Streamlining Bulk Task Processing with Apache Airflow (Part 1)
A Premier Workflow Orchestration Tool
Apache Airflow has established itself as a leading tool for workflow orchestration in the data engineering and data science space. It stands out for its flexibility, scalability, and a host of unique features that cater to the needs of complex task automation and data pipeline management. In this blog post, we’ll delve into what makes Airflow a standout tech tool and explore the unique features that set it apart from other workflow orchestration tools.
What is Apache Airflow?
Apache Airflow is an open-source platform designed to programmatically author, schedule, and monitor workflows. It was initially developed by AirbnbEng to manage the company’s complex data pipelines but has since grown into a widely adopted tool across various industries for orchestrating workflows.
Apache Airflow is a powerful workflow orchestration tool, but it’s not the only option available. Several competitors offer similar functionalities, each with its strengths and use cases.
In this blog post, we’ll explore some of Airflow’s main competitors, why Airflow often stands out, and how its task-based execution model can benefit your operations.
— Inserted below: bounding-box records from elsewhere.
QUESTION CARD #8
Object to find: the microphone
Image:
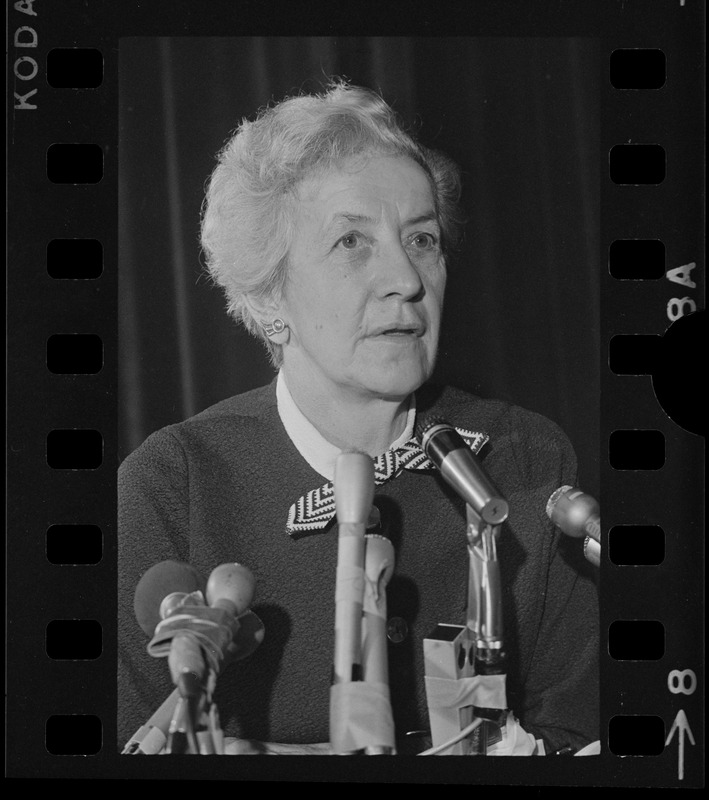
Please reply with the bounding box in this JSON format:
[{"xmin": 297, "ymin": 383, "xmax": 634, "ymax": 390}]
[
  {"xmin": 333, "ymin": 452, "xmax": 374, "ymax": 683},
  {"xmin": 546, "ymin": 486, "xmax": 601, "ymax": 566},
  {"xmin": 123, "ymin": 561, "xmax": 264, "ymax": 755},
  {"xmin": 416, "ymin": 417, "xmax": 509, "ymax": 525},
  {"xmin": 362, "ymin": 533, "xmax": 395, "ymax": 755},
  {"xmin": 330, "ymin": 452, "xmax": 374, "ymax": 755},
  {"xmin": 133, "ymin": 560, "xmax": 207, "ymax": 637}
]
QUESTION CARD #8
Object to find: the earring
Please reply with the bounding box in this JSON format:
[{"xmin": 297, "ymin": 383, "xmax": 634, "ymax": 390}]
[{"xmin": 263, "ymin": 317, "xmax": 286, "ymax": 336}]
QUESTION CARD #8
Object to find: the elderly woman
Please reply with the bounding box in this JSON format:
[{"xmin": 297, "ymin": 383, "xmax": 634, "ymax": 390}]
[{"xmin": 119, "ymin": 83, "xmax": 599, "ymax": 753}]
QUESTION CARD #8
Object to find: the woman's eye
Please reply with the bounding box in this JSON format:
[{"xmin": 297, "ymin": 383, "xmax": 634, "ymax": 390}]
[
  {"xmin": 411, "ymin": 233, "xmax": 437, "ymax": 250},
  {"xmin": 339, "ymin": 233, "xmax": 360, "ymax": 250}
]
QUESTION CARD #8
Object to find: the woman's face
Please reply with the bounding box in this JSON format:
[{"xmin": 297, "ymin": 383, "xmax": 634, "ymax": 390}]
[{"xmin": 278, "ymin": 156, "xmax": 446, "ymax": 399}]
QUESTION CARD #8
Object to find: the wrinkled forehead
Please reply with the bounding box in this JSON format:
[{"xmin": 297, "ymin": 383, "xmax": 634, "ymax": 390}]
[{"xmin": 297, "ymin": 155, "xmax": 436, "ymax": 216}]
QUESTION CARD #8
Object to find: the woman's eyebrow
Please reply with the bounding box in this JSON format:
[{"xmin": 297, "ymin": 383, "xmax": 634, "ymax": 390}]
[{"xmin": 404, "ymin": 211, "xmax": 438, "ymax": 228}]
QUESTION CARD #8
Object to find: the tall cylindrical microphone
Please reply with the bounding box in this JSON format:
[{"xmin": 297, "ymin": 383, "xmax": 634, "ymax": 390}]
[
  {"xmin": 330, "ymin": 452, "xmax": 374, "ymax": 755},
  {"xmin": 416, "ymin": 417, "xmax": 509, "ymax": 525},
  {"xmin": 546, "ymin": 486, "xmax": 601, "ymax": 566},
  {"xmin": 333, "ymin": 452, "xmax": 374, "ymax": 683},
  {"xmin": 362, "ymin": 533, "xmax": 396, "ymax": 755}
]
Major Competitors to Apache Airflow
- Luig — Developed by Spotify, Luigi is a Python module for building complex pipelines of batch jobs.
- Prefect — Prefect is a modern workflow orchestration tool that aims to simplify and streamline data engineering tasks.
- Dagster — Dagster is an open-source orchestrator for machine learning, analytics, and ETL.
- Kubeflow — Kubeflow is an open-source platform designed to deploy machine learning workflows on Kubernetes.
- Camunda — Camunda is a workflow and decision automation platform that uses BPMN (Business Process Model and Notation).
In the cutthroat world of telecom, maximizing efficiency is essential. At Deutsche Telekom Digital Labs, we design our systems and processes to flawlessly handle both individual transactions and large-scale operations. However, we’ve encountered situations where our systems struggled under the pressure of processing a high volume of orders at once.
- Seasonal Promotions: Telekom’s business departments might want to offer a Christmas gift, such as 30 days of Disney+ or free mobile data, to a preselected group of customers.
- Product Lifecycle Management: When retiring a product offering (PO), we need to systematically cancel it across all affected contracts.
- Product Replacement: Replacing a retired PO with a new offering across tens of thousands of contracts.
Manually handling these tasks through systems like MaVi is simply untenable. Imagine the tedium and error-prone nature of canceling or updating orders for 20,000 customers — delays and mistakes are inevitable. This is where Apache Airflow comes to the rescue. Airflow, a powerful open-source workflow orchestration tool, automates and streamlines bulk order processing, guaranteeing accuracy, speed, and reliability. By adopting Airflow, we can revolutionize how we manage large-scale order operations, boosting efficiency and elevating customer satisfaction.
In this blog, we’ll explore how Apache Airflow can be utilized to manage and automate bulk order processing at Deutsche Telekom Digital Labs, providing a scalable solution to meet our operational needs.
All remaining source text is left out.